Erst nachdem der Hof sich wieder nach seiner besonderen Loge zurückbegeben hat, beginnt der wirkliche Ball. Mit Todesverachtung stürzen sich jetzt die tanzlustigen Herren in das dichte Gewühl und suchen ihre Damen, mit denen sie sich entweder vorher schon engagiert haben oder die sie aufzufordern wünschen, was bei dem Gedränge mit manchen Schwierigkeiten verbunden ist. Nach und nach jedoch ordnen sich die Paare; das Haus lichtet sich allmählich, der wogende Menschenstrom zerteilt sich und läßt gleich Inseln größere und kleinere Kreise frei, in denen die fröhliche Jugend bald in heiterem Reigen der Quadrillen, Walzer und Galoppaden schwärmt.

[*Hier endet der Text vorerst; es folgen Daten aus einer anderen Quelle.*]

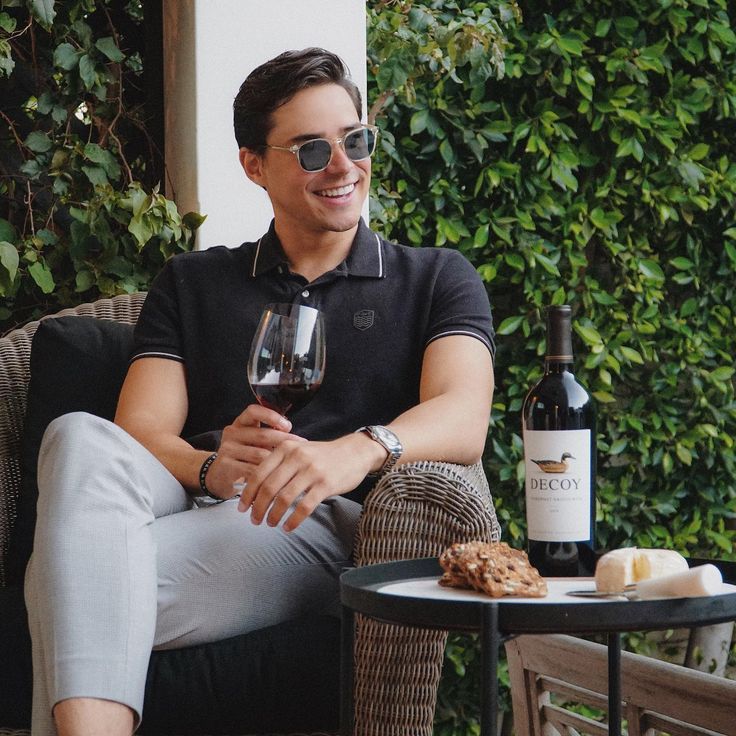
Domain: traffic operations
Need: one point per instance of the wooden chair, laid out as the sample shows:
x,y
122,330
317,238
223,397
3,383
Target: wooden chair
x,y
657,697
415,511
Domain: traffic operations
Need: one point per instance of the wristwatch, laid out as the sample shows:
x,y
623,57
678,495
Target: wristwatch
x,y
388,440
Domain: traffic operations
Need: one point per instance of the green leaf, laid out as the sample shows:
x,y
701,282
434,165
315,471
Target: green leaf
x,y
42,276
633,355
87,71
108,47
9,260
651,269
43,11
7,231
418,122
681,263
602,27
510,325
699,151
7,23
722,374
192,220
38,142
96,175
589,334
66,56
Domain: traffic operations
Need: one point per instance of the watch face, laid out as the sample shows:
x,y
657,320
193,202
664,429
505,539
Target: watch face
x,y
388,438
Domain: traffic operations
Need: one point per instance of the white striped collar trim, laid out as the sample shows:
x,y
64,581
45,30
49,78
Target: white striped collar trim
x,y
380,255
255,260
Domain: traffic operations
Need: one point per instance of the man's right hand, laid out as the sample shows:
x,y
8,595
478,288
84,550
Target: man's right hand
x,y
245,443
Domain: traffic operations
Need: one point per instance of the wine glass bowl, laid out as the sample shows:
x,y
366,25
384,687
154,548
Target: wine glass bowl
x,y
287,357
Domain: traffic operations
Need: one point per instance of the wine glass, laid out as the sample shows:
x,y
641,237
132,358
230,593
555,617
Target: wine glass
x,y
287,357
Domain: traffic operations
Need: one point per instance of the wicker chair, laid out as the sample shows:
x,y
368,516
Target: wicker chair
x,y
415,511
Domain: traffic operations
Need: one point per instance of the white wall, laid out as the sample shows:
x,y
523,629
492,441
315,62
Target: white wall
x,y
210,46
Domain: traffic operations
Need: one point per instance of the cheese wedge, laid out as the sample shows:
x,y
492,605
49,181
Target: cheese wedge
x,y
621,567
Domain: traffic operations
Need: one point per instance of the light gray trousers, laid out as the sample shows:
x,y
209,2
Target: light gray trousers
x,y
124,562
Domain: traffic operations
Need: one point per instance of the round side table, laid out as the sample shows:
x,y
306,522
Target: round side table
x,y
407,592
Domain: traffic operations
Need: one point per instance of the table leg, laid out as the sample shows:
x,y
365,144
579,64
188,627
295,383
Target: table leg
x,y
347,672
489,643
614,684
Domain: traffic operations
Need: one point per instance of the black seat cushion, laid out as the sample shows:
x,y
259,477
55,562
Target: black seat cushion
x,y
280,679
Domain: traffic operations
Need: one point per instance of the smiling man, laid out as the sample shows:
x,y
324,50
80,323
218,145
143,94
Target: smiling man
x,y
133,548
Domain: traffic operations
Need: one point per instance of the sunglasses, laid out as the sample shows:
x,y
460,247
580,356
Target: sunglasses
x,y
315,155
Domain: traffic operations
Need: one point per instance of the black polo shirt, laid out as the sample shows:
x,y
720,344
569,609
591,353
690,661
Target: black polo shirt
x,y
382,306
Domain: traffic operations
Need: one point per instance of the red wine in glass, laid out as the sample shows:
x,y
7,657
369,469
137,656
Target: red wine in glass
x,y
287,357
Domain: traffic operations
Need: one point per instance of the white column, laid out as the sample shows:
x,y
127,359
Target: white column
x,y
210,46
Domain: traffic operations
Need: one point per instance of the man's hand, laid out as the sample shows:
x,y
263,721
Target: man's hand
x,y
245,444
303,474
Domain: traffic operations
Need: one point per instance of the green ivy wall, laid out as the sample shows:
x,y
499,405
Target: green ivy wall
x,y
582,152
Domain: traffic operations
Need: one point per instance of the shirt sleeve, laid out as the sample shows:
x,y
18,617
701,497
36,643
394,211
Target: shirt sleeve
x,y
460,304
158,329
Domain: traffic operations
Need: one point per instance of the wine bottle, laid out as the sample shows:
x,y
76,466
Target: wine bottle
x,y
559,437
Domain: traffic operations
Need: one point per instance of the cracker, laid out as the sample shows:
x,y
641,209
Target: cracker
x,y
492,568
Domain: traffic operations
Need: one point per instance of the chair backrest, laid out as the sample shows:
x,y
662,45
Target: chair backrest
x,y
15,353
657,697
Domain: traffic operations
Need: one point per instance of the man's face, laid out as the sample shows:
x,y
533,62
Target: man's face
x,y
312,203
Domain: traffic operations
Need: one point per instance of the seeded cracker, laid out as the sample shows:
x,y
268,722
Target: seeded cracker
x,y
492,568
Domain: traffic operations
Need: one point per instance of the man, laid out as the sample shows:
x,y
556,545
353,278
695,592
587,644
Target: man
x,y
124,560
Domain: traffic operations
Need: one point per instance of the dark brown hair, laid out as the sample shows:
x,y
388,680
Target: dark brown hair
x,y
274,83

Leider fehlt auch diesem glänzenden Schauspiel nicht die dunkle Schattenseite; auch in diesen nur der Freude und dem Vergnügen geweihten Räumen schweben ungesehen die schadenfrohen Geister der Zwietracht, der Intrigue, die Dämonen der getäuschten Liebe: Eifersucht, Neid und Haß. Nur zu oft verbirgt auch hier sich unter einem künstlichen Lächeln ein geheimes Leid, schlägt unter der kostbaren Spitzengarnitur ein verwundetes oder gebrochenes Herz, schmücken die strahlenden Brillanten nur ein Opfer der Verhältnisse. Neben dem heiteren Lustspiel und dem komischen Intriguenstück wird hier manches ernste Drama, selbst manches erschütternde Trauerspiel im Verborgenen aufgeführt, wovon die Mehrzahl der unbefangenen Zuschauer keine Ahnung hat.

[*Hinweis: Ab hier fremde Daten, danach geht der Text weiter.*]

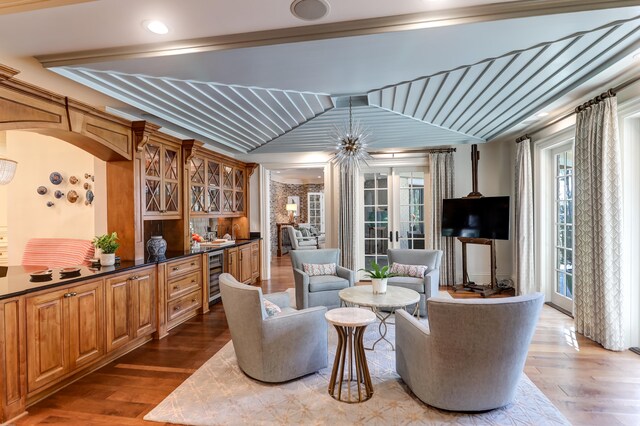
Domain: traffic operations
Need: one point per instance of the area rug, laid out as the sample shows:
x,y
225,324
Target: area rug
x,y
218,393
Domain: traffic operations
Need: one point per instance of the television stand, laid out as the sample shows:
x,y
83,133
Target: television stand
x,y
484,290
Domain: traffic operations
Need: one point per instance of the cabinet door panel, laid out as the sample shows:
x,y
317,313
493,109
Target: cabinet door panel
x,y
47,339
86,310
143,289
119,330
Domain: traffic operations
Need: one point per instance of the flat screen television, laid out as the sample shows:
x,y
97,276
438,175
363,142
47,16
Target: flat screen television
x,y
484,217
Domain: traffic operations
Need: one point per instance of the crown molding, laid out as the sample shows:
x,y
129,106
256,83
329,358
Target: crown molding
x,y
473,14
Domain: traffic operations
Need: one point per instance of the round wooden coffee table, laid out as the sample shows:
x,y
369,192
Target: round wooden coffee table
x,y
350,323
394,298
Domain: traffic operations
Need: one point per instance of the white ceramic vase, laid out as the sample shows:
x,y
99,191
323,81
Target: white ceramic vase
x,y
107,259
379,285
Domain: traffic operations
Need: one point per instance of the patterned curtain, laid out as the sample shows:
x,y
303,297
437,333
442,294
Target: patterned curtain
x,y
441,171
346,226
598,222
525,282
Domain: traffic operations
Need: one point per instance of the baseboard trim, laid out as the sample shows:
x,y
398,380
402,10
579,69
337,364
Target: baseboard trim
x,y
559,309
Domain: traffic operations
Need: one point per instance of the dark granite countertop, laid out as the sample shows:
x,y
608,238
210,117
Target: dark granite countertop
x,y
16,280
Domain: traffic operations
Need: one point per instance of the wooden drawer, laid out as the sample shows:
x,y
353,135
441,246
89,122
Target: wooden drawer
x,y
177,287
184,305
183,266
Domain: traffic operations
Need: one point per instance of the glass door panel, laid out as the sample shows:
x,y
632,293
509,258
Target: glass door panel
x,y
563,228
411,217
376,218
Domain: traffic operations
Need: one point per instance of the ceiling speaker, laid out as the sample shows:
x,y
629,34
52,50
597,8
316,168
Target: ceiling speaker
x,y
309,10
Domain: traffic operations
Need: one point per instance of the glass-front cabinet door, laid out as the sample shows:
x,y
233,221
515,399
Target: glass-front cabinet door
x,y
196,186
161,180
171,181
393,212
213,186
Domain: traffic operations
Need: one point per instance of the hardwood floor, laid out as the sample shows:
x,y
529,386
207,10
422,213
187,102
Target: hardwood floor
x,y
590,385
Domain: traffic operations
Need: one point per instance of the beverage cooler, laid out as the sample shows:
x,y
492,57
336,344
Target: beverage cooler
x,y
216,263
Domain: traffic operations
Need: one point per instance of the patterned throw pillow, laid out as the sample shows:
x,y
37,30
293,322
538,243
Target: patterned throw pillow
x,y
271,308
416,271
312,269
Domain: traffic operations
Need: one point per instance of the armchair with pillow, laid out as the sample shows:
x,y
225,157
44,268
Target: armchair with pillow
x,y
273,342
300,242
319,278
417,270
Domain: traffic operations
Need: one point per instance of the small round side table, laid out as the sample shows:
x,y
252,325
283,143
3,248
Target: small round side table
x,y
350,323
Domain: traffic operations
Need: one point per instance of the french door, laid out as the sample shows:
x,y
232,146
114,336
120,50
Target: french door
x,y
562,223
393,212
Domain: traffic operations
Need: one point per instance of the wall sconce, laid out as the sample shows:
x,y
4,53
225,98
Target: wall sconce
x,y
292,208
7,170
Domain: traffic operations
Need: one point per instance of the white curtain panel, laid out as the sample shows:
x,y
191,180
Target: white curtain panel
x,y
598,226
524,248
441,170
346,226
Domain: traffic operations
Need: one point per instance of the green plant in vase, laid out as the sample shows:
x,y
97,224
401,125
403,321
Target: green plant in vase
x,y
378,277
108,244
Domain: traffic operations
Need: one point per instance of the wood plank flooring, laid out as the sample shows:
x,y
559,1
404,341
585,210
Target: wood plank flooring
x,y
590,385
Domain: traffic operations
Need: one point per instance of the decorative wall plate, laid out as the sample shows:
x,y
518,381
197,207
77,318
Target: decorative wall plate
x,y
55,178
72,196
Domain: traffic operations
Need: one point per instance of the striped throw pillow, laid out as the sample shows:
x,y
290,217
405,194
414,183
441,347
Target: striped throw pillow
x,y
416,271
313,269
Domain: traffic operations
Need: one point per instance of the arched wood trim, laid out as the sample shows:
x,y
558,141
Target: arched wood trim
x,y
30,108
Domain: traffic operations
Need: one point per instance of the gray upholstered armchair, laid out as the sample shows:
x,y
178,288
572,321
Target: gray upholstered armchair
x,y
299,242
426,286
320,290
277,348
472,356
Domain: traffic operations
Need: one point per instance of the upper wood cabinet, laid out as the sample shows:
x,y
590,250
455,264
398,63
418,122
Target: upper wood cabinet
x,y
162,189
217,184
204,186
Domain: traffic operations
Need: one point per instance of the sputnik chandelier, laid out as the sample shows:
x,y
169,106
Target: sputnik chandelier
x,y
351,145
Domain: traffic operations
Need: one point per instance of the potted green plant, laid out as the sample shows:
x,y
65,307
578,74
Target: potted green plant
x,y
108,244
378,277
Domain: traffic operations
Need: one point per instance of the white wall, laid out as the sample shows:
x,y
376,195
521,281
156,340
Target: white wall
x,y
28,214
495,177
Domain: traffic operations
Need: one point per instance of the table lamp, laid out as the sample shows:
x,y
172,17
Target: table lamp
x,y
292,208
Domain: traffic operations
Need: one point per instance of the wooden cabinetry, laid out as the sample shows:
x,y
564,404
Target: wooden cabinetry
x,y
217,184
130,307
65,331
243,262
183,289
162,189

An einem solchen Ballabend erblickte man vor mehreren Jahren an dem Arme ihres Tänzers eine junge, reizende Blondine von höchstens zwanzig Jahren, welche durch ihre auffallende Schönheit und geschmackvolle Toilette allgemeine Bewunderung erregte. Auf dem zierlichen Nacken schwankte gleich einer frischen Rosenknospe der anmutige, goldene Lockenkopf, um den sich ein Kranz von natürlichen Vergißmeinnicht und Maiglöckchen schlang. Die niedrige, aber blendend weiße Stirn, die feine griechische Nase, die frischen Lippen, rot wie Granaten, das zarte, wie aus mattem Elfenbein geformte Kinn, die rosig angehauchten Wangen mit dem schalkhaften Grübchen verschmolzen zu einem harmonischen Liebreiz und verliehen ihrem Gesicht den Ausdruck einer bezaubernden Heiterkeit, während die bei Blondinen so seltenen feurig dunklen Augen durch den scharfen Kontrast mit dem lichten Haar und dem hellen Marmorteint unwillkürlich überraschten und durch den seelenvollen, fast schwermütigen Ernst ihrer Blicke magnetisch fesselten.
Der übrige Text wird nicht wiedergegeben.